The assets of the Variable Account are owned by Lincoln Life
New York. The portion of the Variable Account's assets
supporting the variable life policies may not be used to
satisfy liabilities arising from any other business of
Lincoln Life New York.
BASIS OF PRESENTATION:
The accompanying financial statements have been prepared in
accordance with accounting principles generally accepted in
the United Sates for unit investment trusts.
INVESTMENTS:
The assets of the Variable Account are divided into variable
subaccounts each of which is invested in shares of one of
twenty portfolios of nine diversified open-end management
investment companies, each portfolio with its own investment
objective.
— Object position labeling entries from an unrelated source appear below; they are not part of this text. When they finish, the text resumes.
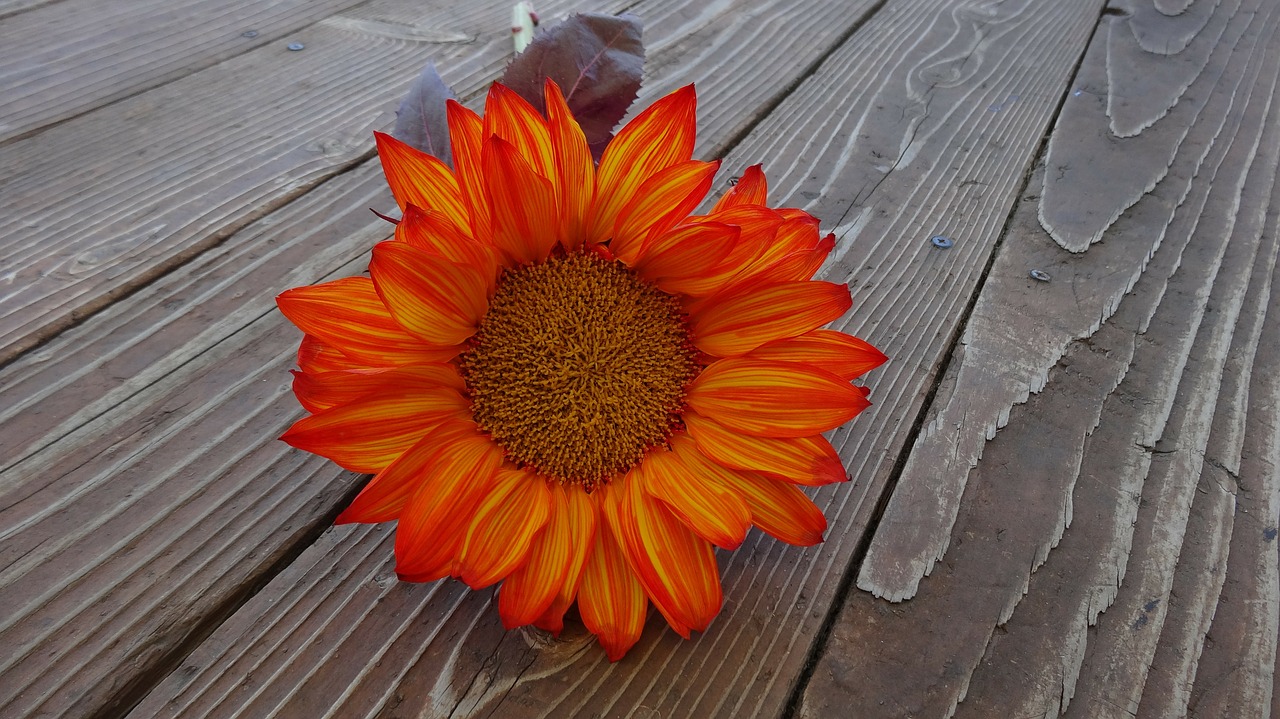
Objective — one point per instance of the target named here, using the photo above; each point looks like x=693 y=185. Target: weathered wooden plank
x=172 y=172
x=1202 y=563
x=14 y=7
x=1137 y=100
x=1019 y=498
x=108 y=398
x=1124 y=641
x=1046 y=636
x=67 y=58
x=914 y=659
x=1235 y=674
x=892 y=118
x=1001 y=367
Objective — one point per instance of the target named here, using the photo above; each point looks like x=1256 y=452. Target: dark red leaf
x=420 y=119
x=597 y=60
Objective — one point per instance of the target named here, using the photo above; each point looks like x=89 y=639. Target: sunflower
x=566 y=383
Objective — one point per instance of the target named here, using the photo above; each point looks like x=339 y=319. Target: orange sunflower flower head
x=565 y=381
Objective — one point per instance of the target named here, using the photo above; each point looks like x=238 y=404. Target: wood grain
x=68 y=58
x=1235 y=674
x=949 y=134
x=1046 y=637
x=124 y=495
x=115 y=197
x=1001 y=367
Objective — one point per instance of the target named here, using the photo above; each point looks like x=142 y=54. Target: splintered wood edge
x=498 y=677
x=1000 y=369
The variable subaccounts are:
AIM Variable Insurance Funds, Inc.:
AIM V.I. Capital Appreciation Fund
AIM V.I. Diversified Income Fund
AIM V.I. Growth Fund
AIM V.I. Value Fund
BT Insurance Funds Trust:
BT Equity 500 Index Fund
Delaware Group Premium Funds, Inc.:
Small Cap Value Series
Trend Series
Emerging Markets Series
Fidelity Variable Insurance Products Fund:
Equity-Income Portfolio
Fidelity Variable Insurance Products Fund II:
Asset Manager Portfolio
Investment Grade Bond Portfolio
Lincoln National (LN):
LN Money Market Fund, Inc.
MFS Variable Insurance Trust:
MFS Emerging Growth Series
MFS Total Return Series
MFS Utilities Series
OCC Accumulation Trust:
OCC Accumulation Global Equity Portfolio
OCC Accumulation Managed Portfolio
Templeton Variable Products Series Fund:
Templeton Asset Allocation Fund
Templeton International Fund
Templeton Stock Fund
Investments in the variable subaccounts are stated at the
closing net asset value per share on December 31, 1999,
which approximates fair value. The difference between cost
and fair value is reflected as unrealized appreciation and
depreciation of investments.
Investment transactions are accounted for on a trade date
basis. The cost of investments sold is determined by the
average cost method.
M-5
<PAGE>
LINCOLN LIFE & ANNUITY FLEXIBLE PREMIUM VARIABLE LIFE ACCOUNT M
NOTES TO FINANCIAL STATEMENTS (CONTINUED)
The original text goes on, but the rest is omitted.